Because if you say the right things, nobody’s going to question you.

As I was writing this, another thing came up that’s somewhat related to my last statement.

The Autistic Bitch from Hell wrote On Authenticity, about a rumor she heard (I don’t know how substantiated of unsubstantiated) that someone in the autistic rights movement is not who they claim to be, is in fact a journalist working on a book. She further writes that it’s hard to want to say anything, because the person could do us a favor with the coverage.

I wonder if this is another instance of “If you say the right things, nobody’s going to want to question you.”

Marty Murphy, a middle-aged speaking autistic woman, posed as a 25-year-old non-speaking autistic man, and was defended by many people because of her message. I was offended by the fact that, as a 25-year-old non-speaking autistic person myself, the stereotypes of the sort of person I am were being exploited to send a message I would never send. A lot of “autism is evil” types were fine with her deception, and still are, because they think it’s the message that counts, not the deception.

Is it really any better when one of us turns out to not be who they say they are? I mean, I’m hardly the Autism Police (I in fact usually detest that form of policing), but if someone is not who they say they are (and I don’t know enough of the facts to know for sure), and lots of us protect them, how is that better than people protecting Marty Murphy just because they liked her message? If we are enraged by other people doing that, should we really be doing it?

I do think there is a difference between choosing what to say and what not to say, and the fact that all words are in essence lies — and the act of deliberately deceiving people about a major aspect of who we are, by deliberately lying. Some of us hide certain aspects of our lives, sometimes for good reason. Some of us also say things that people take wrong.
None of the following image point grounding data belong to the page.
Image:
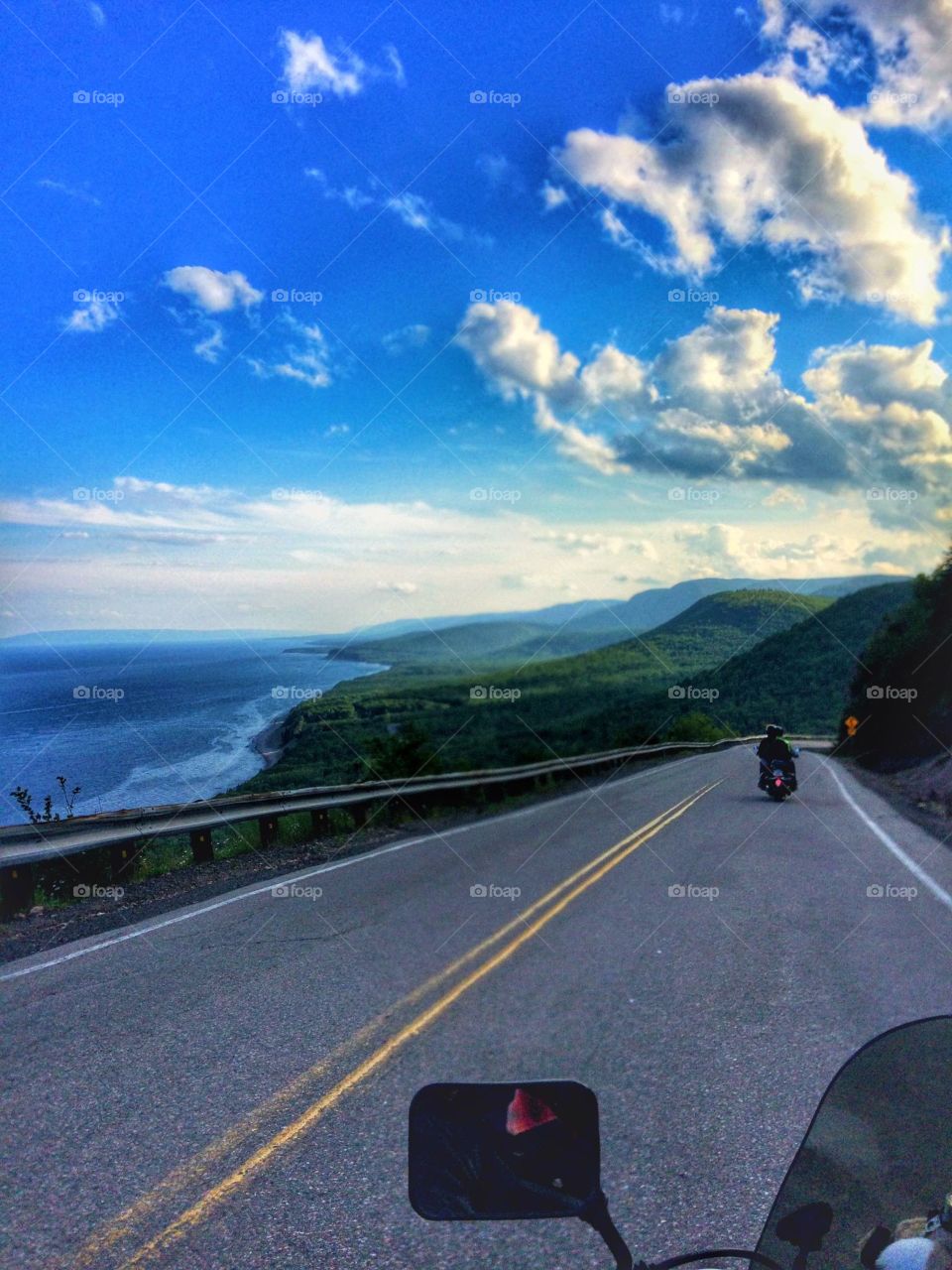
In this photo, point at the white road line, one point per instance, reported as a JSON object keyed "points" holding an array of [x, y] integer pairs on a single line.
{"points": [[916, 870], [211, 906]]}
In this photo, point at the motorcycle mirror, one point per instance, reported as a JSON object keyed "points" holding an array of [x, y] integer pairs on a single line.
{"points": [[509, 1152]]}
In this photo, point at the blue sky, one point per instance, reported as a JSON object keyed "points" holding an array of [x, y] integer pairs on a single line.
{"points": [[320, 317]]}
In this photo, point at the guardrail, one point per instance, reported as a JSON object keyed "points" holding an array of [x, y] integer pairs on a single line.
{"points": [[125, 833]]}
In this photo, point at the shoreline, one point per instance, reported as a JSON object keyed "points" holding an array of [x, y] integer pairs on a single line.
{"points": [[268, 743]]}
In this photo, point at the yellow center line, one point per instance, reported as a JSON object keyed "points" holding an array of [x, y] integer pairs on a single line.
{"points": [[188, 1175], [217, 1194]]}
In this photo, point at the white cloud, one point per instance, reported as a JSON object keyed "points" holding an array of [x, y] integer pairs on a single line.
{"points": [[413, 209], [79, 193], [783, 495], [552, 195], [911, 46], [306, 359], [91, 316], [211, 348], [315, 562], [212, 290], [767, 162], [308, 64], [712, 404], [414, 335], [508, 343]]}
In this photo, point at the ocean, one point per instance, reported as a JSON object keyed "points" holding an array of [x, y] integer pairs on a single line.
{"points": [[153, 722]]}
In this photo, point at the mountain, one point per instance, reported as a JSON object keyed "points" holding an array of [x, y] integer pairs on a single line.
{"points": [[622, 695], [84, 638], [474, 644], [801, 679], [619, 617], [901, 691]]}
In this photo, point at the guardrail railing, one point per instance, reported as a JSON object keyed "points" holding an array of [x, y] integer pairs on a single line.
{"points": [[125, 833]]}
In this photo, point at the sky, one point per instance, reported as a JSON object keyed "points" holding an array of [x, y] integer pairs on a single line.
{"points": [[327, 316]]}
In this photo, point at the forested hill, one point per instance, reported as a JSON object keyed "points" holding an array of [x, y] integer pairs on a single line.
{"points": [[801, 677], [627, 694], [901, 694]]}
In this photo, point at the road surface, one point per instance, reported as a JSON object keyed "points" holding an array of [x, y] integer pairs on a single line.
{"points": [[227, 1086]]}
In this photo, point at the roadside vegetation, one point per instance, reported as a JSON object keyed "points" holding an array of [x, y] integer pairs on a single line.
{"points": [[901, 694]]}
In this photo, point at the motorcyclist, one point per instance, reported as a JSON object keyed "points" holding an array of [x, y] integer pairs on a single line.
{"points": [[774, 748]]}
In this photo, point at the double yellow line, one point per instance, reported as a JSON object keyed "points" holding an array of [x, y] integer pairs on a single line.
{"points": [[529, 924]]}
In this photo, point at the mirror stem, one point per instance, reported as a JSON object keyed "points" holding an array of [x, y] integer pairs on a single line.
{"points": [[598, 1216]]}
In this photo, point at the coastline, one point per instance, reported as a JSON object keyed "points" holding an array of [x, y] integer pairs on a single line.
{"points": [[268, 743]]}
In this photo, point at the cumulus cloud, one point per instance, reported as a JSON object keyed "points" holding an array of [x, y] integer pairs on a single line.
{"points": [[414, 335], [309, 64], [552, 195], [760, 159], [712, 404], [412, 209], [211, 348], [315, 561], [306, 358], [892, 407], [910, 42], [211, 290], [91, 316], [508, 343]]}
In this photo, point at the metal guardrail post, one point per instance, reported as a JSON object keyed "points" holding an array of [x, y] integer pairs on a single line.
{"points": [[202, 846], [267, 830], [16, 889], [121, 858]]}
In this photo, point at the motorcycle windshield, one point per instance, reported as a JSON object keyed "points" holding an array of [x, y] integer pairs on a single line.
{"points": [[876, 1162]]}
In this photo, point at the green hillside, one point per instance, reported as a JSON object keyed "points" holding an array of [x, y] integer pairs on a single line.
{"points": [[612, 697], [471, 645], [901, 694], [801, 679]]}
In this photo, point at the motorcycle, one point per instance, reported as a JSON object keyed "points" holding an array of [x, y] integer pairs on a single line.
{"points": [[867, 1188], [777, 778]]}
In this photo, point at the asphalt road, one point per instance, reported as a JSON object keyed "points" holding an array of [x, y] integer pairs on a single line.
{"points": [[227, 1086]]}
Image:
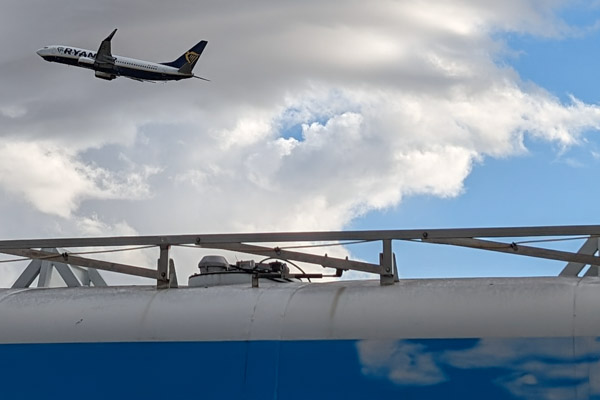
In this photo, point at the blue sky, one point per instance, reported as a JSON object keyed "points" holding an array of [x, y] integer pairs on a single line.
{"points": [[547, 185]]}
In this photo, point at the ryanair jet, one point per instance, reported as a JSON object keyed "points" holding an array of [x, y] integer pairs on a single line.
{"points": [[108, 66]]}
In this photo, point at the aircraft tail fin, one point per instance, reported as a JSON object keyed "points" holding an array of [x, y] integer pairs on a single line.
{"points": [[188, 60]]}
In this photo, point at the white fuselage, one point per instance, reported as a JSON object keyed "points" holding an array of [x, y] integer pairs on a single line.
{"points": [[123, 66]]}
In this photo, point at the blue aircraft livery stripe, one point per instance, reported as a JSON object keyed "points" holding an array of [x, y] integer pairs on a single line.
{"points": [[489, 368]]}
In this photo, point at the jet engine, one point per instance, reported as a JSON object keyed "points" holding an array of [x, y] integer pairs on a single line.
{"points": [[85, 61]]}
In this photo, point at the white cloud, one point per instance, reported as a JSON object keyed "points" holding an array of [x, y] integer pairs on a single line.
{"points": [[529, 368], [381, 101], [403, 363], [55, 182]]}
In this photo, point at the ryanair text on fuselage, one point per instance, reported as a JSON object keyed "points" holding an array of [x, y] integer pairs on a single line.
{"points": [[108, 66]]}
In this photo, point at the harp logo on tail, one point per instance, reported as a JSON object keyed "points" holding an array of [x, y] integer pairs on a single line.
{"points": [[191, 57]]}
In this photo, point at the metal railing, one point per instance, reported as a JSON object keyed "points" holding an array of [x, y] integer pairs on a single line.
{"points": [[166, 277]]}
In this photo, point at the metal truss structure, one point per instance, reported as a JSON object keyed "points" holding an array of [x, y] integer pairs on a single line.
{"points": [[255, 243]]}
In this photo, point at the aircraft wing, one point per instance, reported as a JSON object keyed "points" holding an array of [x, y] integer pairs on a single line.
{"points": [[104, 58]]}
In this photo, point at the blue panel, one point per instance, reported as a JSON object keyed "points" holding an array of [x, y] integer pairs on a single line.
{"points": [[518, 368]]}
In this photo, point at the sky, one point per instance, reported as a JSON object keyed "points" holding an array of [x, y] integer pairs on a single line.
{"points": [[319, 115]]}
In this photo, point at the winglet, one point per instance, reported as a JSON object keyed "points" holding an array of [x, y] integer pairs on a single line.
{"points": [[109, 38]]}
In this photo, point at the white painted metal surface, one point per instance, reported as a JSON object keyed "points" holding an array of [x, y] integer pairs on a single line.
{"points": [[432, 308]]}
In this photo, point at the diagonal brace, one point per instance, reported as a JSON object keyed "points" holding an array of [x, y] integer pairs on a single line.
{"points": [[520, 250], [83, 262]]}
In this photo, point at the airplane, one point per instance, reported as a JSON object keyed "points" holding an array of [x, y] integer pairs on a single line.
{"points": [[108, 66]]}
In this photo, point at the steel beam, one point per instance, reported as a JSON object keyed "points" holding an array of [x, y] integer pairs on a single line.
{"points": [[162, 281], [520, 250], [274, 237], [387, 263], [28, 275], [574, 268], [83, 262]]}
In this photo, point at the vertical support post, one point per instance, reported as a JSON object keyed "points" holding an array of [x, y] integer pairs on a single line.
{"points": [[386, 260], [162, 280]]}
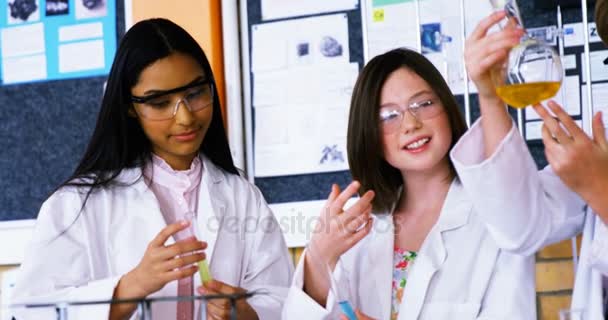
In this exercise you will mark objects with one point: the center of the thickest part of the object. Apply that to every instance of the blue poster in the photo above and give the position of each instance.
(43, 40)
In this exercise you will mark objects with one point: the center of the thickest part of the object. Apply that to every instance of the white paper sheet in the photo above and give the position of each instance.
(81, 56)
(391, 26)
(9, 281)
(599, 70)
(568, 96)
(300, 42)
(81, 32)
(301, 128)
(600, 102)
(574, 36)
(24, 69)
(277, 9)
(22, 40)
(569, 61)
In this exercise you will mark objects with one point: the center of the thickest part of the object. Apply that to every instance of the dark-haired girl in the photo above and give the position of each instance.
(121, 226)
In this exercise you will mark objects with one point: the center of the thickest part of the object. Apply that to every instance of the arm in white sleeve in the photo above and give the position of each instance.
(269, 269)
(299, 305)
(57, 266)
(524, 209)
(598, 257)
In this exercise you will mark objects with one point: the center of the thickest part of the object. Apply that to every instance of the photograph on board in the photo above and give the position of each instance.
(430, 37)
(22, 11)
(57, 7)
(91, 9)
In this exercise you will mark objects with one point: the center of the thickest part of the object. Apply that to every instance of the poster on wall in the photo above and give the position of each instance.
(56, 39)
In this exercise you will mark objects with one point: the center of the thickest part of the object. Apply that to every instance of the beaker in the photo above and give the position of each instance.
(533, 71)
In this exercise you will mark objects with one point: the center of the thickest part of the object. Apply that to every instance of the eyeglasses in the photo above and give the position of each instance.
(391, 116)
(158, 106)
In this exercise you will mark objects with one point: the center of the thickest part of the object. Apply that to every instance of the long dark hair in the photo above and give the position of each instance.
(118, 141)
(364, 147)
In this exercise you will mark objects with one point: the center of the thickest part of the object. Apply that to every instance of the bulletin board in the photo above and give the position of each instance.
(44, 128)
(56, 39)
(281, 133)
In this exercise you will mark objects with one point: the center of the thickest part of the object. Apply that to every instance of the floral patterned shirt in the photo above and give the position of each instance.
(402, 260)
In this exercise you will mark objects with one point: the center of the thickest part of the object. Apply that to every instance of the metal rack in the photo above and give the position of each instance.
(144, 306)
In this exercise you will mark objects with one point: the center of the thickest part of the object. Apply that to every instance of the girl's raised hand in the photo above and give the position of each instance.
(338, 230)
(484, 52)
(162, 264)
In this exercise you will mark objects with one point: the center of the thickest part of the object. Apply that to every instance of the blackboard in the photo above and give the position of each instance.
(44, 129)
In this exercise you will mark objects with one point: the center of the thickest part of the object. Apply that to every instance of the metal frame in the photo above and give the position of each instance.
(144, 306)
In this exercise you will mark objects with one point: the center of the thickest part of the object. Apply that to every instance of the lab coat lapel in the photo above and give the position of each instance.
(380, 261)
(432, 255)
(211, 206)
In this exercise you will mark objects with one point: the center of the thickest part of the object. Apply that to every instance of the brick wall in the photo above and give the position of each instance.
(554, 279)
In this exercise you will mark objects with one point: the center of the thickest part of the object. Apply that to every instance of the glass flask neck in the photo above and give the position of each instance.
(512, 10)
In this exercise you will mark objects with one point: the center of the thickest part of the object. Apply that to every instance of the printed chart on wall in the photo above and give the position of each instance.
(392, 24)
(303, 59)
(572, 95)
(56, 39)
(302, 83)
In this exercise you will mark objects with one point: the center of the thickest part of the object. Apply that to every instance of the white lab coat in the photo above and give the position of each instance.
(544, 211)
(459, 273)
(82, 257)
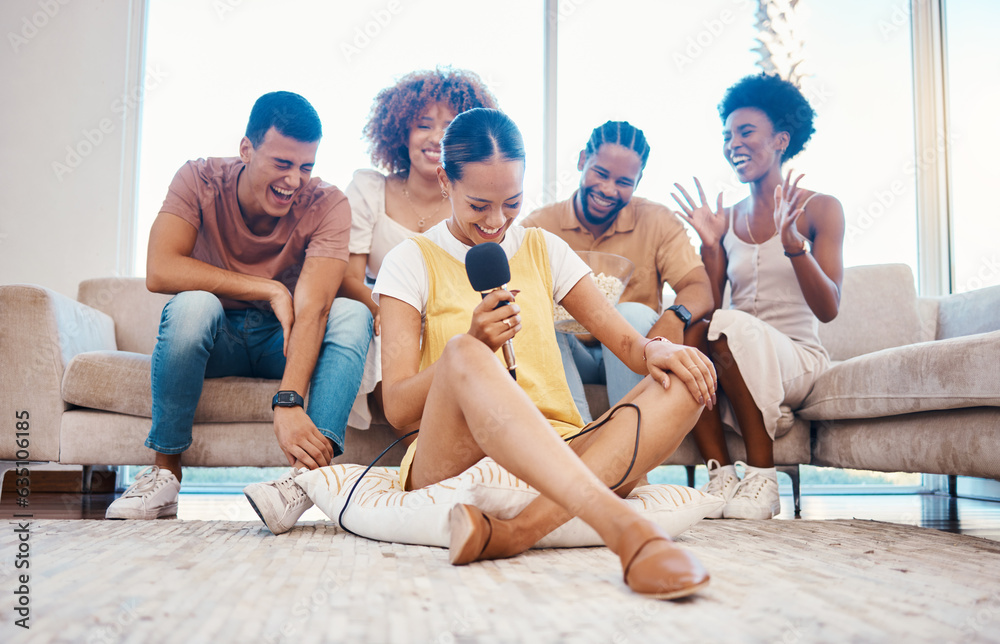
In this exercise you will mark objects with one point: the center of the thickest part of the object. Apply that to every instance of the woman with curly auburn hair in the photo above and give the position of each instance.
(404, 133)
(781, 249)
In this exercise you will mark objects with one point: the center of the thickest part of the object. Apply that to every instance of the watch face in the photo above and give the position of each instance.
(286, 399)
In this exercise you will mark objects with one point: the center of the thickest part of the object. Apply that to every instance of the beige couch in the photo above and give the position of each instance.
(916, 385)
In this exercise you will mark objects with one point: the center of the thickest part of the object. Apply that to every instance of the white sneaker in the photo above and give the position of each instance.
(153, 495)
(756, 496)
(722, 482)
(280, 503)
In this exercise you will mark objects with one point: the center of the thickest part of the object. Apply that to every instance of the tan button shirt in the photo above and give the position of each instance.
(203, 193)
(645, 232)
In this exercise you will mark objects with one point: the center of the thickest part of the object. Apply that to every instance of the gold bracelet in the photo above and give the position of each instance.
(657, 338)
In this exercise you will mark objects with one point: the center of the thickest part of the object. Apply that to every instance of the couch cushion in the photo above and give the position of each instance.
(945, 374)
(118, 381)
(878, 310)
(134, 309)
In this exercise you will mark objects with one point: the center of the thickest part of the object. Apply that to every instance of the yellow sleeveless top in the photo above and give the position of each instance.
(450, 302)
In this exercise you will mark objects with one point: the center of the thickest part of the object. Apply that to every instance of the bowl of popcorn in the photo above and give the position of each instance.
(610, 273)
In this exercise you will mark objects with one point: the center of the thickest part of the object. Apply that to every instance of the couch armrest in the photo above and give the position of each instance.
(40, 332)
(969, 313)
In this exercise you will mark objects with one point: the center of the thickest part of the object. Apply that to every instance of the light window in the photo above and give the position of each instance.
(973, 67)
(217, 58)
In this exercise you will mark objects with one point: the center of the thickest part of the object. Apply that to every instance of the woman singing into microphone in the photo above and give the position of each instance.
(441, 369)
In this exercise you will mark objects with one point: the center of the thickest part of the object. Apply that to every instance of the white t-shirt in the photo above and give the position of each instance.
(404, 273)
(373, 232)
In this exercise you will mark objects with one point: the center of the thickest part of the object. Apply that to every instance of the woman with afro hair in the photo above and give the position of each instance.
(404, 133)
(781, 250)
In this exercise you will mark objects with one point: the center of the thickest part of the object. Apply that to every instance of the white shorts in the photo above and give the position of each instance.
(778, 371)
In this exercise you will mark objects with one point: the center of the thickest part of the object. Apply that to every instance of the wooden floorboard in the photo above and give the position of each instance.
(233, 581)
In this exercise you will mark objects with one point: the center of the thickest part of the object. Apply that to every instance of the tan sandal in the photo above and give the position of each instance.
(655, 567)
(476, 536)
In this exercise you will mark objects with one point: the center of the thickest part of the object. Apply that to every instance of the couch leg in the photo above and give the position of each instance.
(88, 478)
(793, 473)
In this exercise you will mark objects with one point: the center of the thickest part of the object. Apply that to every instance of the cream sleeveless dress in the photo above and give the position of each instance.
(373, 233)
(772, 332)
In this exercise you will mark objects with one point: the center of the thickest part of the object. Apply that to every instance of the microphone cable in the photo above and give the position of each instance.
(340, 517)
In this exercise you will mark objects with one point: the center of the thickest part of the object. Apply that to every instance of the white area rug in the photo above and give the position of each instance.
(233, 581)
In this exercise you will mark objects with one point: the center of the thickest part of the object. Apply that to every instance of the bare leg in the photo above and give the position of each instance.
(666, 419)
(474, 408)
(708, 431)
(760, 446)
(170, 462)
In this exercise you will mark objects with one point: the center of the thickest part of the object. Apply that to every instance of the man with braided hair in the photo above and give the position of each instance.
(602, 215)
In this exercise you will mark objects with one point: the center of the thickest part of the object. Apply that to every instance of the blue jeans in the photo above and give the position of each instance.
(598, 365)
(199, 339)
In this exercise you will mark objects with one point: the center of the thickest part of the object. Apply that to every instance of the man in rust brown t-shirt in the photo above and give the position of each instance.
(254, 249)
(602, 215)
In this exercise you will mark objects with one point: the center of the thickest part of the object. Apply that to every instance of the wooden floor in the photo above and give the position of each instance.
(233, 581)
(963, 516)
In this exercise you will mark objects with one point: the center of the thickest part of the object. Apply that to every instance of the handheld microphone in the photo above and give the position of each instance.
(488, 269)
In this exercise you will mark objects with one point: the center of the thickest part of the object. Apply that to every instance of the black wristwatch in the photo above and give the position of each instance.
(287, 399)
(682, 313)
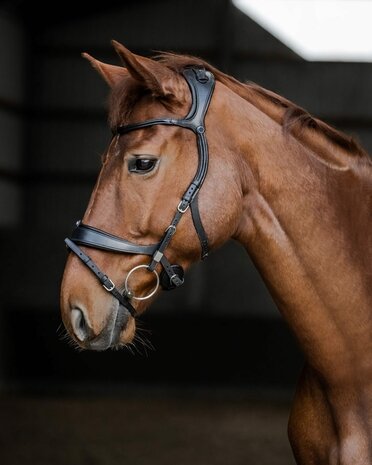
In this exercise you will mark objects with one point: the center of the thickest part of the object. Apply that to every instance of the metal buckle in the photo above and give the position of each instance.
(180, 209)
(109, 289)
(174, 278)
(171, 226)
(128, 291)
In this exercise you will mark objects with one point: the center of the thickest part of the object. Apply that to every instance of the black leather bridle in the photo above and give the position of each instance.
(201, 84)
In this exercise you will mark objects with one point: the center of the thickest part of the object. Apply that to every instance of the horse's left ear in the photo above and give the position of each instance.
(153, 75)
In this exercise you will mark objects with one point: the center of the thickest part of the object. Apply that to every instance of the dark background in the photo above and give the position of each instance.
(221, 330)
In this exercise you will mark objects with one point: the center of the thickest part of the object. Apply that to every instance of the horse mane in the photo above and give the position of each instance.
(294, 120)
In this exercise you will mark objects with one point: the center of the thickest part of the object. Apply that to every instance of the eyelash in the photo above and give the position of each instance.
(141, 165)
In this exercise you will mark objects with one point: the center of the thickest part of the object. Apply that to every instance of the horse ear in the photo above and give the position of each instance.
(152, 74)
(110, 73)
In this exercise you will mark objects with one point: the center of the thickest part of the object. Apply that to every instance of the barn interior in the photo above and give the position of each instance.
(214, 381)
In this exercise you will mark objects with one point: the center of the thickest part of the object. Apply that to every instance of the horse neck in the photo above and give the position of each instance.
(304, 224)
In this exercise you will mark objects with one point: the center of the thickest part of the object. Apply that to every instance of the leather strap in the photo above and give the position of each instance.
(199, 227)
(106, 282)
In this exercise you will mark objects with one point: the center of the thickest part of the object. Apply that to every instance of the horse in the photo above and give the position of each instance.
(197, 158)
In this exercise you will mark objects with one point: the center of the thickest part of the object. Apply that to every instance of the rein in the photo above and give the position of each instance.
(201, 84)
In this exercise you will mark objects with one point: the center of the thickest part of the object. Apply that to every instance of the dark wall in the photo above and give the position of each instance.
(53, 131)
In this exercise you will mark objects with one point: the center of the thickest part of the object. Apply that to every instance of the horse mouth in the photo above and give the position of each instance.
(118, 331)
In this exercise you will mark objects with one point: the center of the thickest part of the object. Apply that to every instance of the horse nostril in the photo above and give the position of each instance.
(79, 324)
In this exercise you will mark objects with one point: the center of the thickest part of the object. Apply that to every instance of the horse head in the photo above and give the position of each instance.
(167, 193)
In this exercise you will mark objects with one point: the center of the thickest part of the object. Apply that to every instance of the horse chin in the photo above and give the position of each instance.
(118, 332)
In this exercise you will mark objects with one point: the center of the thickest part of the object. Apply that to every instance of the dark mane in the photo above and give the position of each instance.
(294, 117)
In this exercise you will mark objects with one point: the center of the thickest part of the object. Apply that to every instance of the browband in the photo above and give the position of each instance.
(201, 84)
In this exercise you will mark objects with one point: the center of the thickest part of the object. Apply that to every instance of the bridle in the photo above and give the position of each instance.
(201, 84)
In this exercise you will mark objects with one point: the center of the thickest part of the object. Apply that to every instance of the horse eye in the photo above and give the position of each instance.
(141, 165)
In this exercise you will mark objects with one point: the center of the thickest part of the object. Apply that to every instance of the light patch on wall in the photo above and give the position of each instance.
(317, 30)
(10, 203)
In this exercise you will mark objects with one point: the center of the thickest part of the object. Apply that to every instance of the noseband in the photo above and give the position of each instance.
(201, 83)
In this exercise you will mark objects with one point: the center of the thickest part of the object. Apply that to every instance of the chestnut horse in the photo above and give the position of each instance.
(295, 192)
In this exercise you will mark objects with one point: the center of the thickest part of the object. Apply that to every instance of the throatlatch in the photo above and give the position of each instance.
(201, 83)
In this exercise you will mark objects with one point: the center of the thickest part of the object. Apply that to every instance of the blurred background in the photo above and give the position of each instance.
(213, 383)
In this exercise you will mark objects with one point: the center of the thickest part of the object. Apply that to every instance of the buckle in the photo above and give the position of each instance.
(108, 289)
(182, 210)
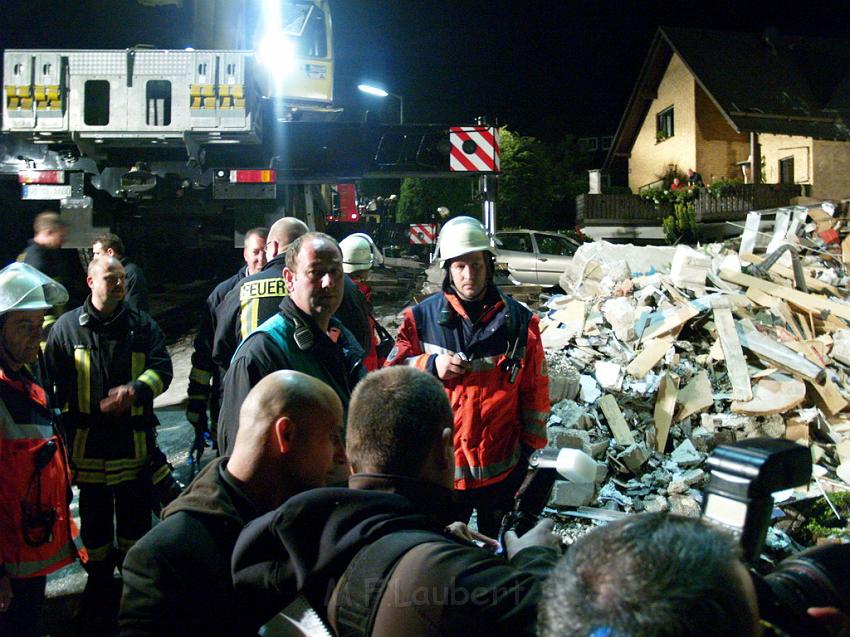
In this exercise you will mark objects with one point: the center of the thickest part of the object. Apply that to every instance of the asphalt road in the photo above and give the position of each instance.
(175, 436)
(176, 310)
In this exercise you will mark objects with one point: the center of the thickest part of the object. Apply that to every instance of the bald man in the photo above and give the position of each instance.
(257, 296)
(177, 578)
(205, 377)
(109, 362)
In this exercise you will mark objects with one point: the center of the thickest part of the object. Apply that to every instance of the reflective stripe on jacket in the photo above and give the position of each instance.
(26, 428)
(88, 356)
(491, 415)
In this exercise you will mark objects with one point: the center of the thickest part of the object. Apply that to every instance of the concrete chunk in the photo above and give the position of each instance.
(572, 494)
For example, I am frequently represented as having spent my entire childhood in an institution, as never having spoken in my life, and as only having been in one institution, usually people assume the kind reserved for developmentally disabled people. In fact I only spent part of my childhood in institutions, I spent time in several of varying sizes and shapes and with varying kinds of people inside, and I have produced plausible-sounding speech sounds with my mouth in the past. Some people view me as misrepresenting myself when they find this out, or even as lying about events in my life, but it’s usually more a matter of the fact that I’m not going to tell my life story every time I meet someone, and my life story defies enough stereotypes that people’s initial assumptions are likely to be wrong. It’s simply too complicated to give out every nuance every time I talk to people, and I am aware that people assume all kinds of things that I don’t have the time to correct them on. If I cannot now speak, have spent time in institutions and say so, and did so in childhood, people fill in the blanks with the rest.

But there is a difference between all that and saying that we really are unemployed when we have jobs, or other sorts of deliberate lying. Posing as an autistic person when you’re really a non-autistic journalist is different than either not having the exact words for the truth or choosing which parts of the truth to tell.

And I don’t see any difference between that and Marty Murphy.